When Elizabeth Amireh’s son was away at college when she was diagnosed with breast cancer in the fall of 2014, she hesitated in telling him.
“I didn’t want him to see everything I went through; I didn’t want him to worry,” she explained. “My mom did the same thing for me. She tried not to make her situation seem as bad as it was.”
Because of her mother’s battle with ovarian cancer, the disease was present in her life long before her diagnosis. Still, she developed an attitude of optimism when her mom survived for several years beyond her prognosis.
Although Amireh got annual mammograms, she admits to being lax in routine self-examination. “I would tell everyone to do self-examination now.”
Nevertheless, one day, she found a lump. Immediate diagnostic tests ordered by her doctor revealed her cancer.
“I was in shock. It was only two months after my mom passed. I had a very aggressive form of breast cancer. My oncologist recommended we start chemotherapy immediately.”
Her oncologist, Dr. Shruti Trehan, was the same physician who treated her mother.
“She’s amazing,” said Amireh. “I can’t say enough wonderful things about her.”
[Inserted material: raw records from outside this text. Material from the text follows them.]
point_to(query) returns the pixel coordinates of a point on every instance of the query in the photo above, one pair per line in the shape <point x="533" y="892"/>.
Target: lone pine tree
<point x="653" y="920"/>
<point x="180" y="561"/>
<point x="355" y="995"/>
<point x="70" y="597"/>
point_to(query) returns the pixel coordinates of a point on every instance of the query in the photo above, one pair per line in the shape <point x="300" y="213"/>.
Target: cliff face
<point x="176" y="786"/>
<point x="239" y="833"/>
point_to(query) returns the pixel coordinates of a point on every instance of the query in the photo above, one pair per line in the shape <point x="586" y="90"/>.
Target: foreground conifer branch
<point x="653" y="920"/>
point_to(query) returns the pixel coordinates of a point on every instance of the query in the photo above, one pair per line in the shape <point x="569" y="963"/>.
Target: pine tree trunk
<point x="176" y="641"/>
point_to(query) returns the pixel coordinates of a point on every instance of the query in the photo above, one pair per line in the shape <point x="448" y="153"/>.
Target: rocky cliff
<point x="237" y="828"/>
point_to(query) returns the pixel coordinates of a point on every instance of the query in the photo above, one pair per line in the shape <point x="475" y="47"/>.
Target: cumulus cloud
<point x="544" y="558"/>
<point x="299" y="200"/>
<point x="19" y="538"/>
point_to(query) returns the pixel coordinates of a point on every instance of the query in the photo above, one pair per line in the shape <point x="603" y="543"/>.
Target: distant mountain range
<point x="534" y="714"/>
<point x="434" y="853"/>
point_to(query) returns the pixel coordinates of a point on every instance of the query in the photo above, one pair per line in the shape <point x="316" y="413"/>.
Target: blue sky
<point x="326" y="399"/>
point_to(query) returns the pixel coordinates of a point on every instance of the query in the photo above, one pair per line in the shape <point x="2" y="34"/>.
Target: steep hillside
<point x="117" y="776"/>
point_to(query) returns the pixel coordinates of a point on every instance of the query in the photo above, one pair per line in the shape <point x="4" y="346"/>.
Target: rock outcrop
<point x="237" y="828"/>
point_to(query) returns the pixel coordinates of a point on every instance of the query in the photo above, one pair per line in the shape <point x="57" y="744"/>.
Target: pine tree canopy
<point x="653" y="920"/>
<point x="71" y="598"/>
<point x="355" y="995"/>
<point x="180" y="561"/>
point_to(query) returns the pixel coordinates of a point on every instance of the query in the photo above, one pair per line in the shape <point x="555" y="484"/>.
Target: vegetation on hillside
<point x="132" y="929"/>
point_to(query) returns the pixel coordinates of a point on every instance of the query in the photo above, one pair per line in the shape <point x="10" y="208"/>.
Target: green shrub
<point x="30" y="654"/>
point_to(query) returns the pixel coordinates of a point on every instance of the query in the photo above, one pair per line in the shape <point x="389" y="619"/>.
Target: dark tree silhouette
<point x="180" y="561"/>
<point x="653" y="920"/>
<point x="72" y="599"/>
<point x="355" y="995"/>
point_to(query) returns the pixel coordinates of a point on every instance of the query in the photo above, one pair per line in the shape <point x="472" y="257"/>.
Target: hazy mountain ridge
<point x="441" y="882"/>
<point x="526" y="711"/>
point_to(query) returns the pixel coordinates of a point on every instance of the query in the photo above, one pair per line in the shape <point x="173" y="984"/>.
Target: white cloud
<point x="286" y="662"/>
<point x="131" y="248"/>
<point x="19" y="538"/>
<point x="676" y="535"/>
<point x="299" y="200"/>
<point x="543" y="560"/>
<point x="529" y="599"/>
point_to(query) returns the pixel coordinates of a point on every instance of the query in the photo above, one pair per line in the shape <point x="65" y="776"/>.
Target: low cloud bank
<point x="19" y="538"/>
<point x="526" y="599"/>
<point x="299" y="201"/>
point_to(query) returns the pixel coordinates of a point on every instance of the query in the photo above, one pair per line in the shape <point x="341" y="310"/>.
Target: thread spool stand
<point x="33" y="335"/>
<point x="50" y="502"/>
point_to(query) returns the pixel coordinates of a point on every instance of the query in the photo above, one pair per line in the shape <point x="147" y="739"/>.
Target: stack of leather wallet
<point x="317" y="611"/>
Chemotherapy treatments took their toll on her, mentally and physically. Treatment at Aultman Hospital continued after her double mastectomy and reconstructive surgery at Cleveland Clinic.
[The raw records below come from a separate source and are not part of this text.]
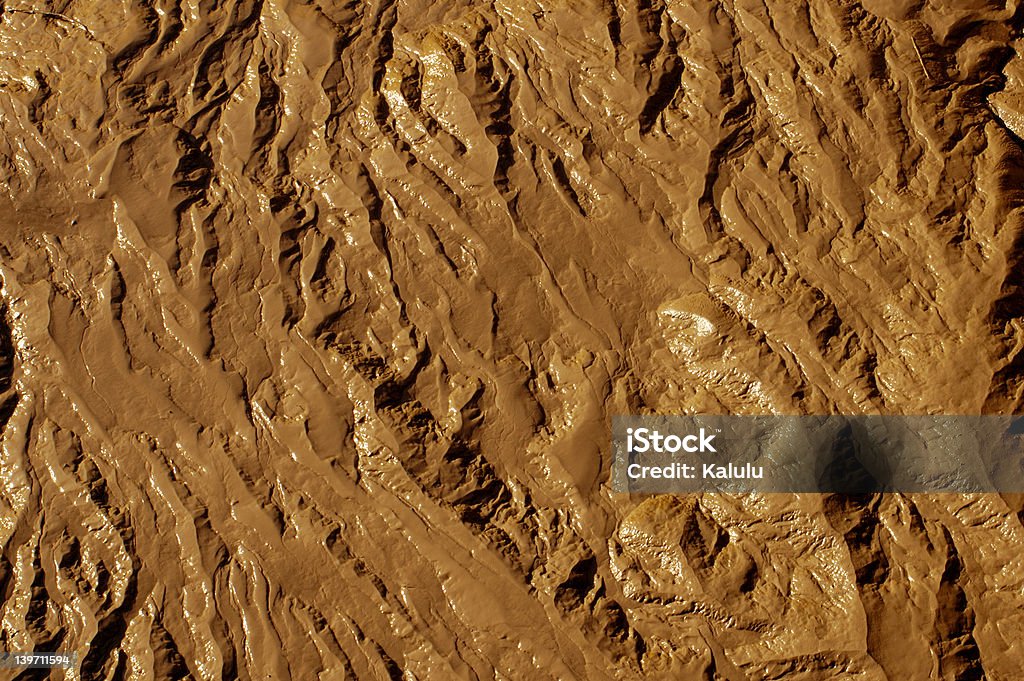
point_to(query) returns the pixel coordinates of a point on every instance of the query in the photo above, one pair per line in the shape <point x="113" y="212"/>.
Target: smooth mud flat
<point x="315" y="316"/>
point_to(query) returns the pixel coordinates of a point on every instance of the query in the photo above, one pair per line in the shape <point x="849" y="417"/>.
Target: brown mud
<point x="314" y="316"/>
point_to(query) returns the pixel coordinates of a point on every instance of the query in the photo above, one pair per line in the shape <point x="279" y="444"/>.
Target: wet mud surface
<point x="315" y="315"/>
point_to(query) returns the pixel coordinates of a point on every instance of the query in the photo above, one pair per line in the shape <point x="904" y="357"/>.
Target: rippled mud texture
<point x="315" y="315"/>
Through it all, she continued to work at Vita Boutique, the shop she owns in Hartville.
“It helped me. It gave me a reason to get out of the house,” she explained.
Experience at Aultman
Her faith guided her through the struggle. Family and friends helped her remain positive. But her sources of strength also included the staff at Aultman, she said.
“I felt fortunate to have such a good hospital so close to me. There was a familiarity that made me feel more comfortable,” she said.
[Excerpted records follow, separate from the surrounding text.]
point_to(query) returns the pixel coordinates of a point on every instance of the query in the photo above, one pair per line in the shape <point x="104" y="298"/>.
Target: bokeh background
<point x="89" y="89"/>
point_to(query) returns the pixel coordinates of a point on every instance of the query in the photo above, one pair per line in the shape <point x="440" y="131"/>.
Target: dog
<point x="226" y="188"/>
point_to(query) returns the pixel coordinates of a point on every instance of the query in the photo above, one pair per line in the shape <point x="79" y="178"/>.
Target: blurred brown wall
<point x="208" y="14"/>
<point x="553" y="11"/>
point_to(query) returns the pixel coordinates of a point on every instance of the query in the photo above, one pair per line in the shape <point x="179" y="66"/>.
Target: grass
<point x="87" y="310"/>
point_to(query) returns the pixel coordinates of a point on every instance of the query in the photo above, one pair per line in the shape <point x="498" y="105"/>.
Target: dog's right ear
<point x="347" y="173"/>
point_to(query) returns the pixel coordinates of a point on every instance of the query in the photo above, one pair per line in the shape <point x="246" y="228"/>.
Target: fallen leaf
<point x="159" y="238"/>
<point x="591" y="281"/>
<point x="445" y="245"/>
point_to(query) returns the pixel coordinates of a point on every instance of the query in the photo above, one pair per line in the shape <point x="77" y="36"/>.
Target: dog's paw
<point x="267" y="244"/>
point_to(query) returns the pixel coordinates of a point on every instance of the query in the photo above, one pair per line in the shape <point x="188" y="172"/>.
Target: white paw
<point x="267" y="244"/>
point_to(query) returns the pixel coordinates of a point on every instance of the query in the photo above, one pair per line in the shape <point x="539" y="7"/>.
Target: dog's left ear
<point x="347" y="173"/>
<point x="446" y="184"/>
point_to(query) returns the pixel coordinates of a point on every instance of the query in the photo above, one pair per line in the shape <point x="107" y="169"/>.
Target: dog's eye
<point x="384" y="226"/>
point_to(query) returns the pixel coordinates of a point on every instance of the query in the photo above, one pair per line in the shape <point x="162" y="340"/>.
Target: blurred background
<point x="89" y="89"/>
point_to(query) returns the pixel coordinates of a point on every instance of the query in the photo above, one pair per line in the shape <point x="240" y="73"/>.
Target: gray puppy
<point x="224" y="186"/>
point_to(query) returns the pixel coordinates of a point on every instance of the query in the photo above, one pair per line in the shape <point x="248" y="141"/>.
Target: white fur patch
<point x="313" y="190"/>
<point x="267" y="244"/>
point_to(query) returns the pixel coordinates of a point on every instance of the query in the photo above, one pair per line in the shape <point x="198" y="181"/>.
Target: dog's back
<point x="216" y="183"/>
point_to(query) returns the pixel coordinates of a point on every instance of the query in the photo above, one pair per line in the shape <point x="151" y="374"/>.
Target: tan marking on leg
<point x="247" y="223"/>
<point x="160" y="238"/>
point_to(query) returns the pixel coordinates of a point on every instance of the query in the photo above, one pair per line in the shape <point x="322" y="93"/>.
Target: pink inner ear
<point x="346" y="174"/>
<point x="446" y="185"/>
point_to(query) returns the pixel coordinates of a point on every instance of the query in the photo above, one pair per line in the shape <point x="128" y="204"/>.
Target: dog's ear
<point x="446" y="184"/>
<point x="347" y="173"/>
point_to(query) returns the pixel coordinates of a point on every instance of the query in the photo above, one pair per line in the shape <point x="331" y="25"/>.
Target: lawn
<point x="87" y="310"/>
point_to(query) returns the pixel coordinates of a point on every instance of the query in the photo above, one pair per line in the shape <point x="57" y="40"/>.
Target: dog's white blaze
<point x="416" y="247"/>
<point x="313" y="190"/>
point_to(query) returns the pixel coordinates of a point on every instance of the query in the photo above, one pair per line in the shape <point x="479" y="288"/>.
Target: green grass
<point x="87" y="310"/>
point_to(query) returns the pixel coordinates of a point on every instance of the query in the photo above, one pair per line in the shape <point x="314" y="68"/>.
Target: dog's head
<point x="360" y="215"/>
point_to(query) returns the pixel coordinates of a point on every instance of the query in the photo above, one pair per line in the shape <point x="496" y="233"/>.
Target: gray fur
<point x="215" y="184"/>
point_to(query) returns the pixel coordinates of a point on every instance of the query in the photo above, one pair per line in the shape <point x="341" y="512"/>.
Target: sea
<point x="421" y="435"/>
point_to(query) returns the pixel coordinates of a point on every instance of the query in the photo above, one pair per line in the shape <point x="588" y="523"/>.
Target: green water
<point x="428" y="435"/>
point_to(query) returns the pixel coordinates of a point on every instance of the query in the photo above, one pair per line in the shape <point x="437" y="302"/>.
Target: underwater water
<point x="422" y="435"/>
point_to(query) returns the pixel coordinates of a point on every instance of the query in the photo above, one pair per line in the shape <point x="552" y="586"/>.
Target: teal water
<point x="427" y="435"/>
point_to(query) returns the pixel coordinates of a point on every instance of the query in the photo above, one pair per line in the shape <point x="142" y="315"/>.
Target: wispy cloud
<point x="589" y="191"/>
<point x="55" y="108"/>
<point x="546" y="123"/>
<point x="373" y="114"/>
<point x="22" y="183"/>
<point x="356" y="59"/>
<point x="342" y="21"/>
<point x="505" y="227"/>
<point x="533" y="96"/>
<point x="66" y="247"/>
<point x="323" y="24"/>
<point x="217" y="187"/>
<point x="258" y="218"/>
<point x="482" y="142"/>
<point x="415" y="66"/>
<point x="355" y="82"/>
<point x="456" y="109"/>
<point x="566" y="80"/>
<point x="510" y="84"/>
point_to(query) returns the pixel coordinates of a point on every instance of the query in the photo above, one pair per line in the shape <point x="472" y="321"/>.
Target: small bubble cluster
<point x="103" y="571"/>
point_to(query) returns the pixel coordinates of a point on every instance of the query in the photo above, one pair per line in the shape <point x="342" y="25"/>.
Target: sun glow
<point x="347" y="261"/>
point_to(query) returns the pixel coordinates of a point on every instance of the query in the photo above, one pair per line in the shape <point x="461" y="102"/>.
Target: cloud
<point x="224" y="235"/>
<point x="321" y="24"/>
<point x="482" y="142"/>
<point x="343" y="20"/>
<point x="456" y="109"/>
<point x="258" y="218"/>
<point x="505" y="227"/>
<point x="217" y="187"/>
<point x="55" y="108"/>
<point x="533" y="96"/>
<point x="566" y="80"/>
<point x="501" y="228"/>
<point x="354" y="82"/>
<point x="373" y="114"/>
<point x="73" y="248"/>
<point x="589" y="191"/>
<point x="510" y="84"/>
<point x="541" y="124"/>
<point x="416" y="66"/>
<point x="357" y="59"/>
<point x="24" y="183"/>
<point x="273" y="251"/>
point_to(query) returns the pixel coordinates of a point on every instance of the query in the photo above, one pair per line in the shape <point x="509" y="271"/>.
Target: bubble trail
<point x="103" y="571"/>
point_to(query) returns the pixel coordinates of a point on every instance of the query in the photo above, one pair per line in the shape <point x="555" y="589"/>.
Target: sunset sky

“It’s really important to be able to trust your medical team. A lot of decisions have to be made, and having that confidence helped. Everybody at Aultman was wonderful. Compassionate. Very caring.”
In the time that has passed since her battle with cancer, Amireh continues to support the hospital through projects of Aultman’s Women’s Board, such as the Angel Auction and other events that support the Compassionate Care Center, an in-patient hospice facility on the campus of Aultman Woodlawn.
She’s “feeling fantastic” today, Amireh said, but she views life differently now.
“There’s a big transformation,” she said. “I don’t sweat the small stuff. I try to slow the pace of my life down. I’ve learned to live in the moment. I’ve become more grateful, more compassionate and less stressed.”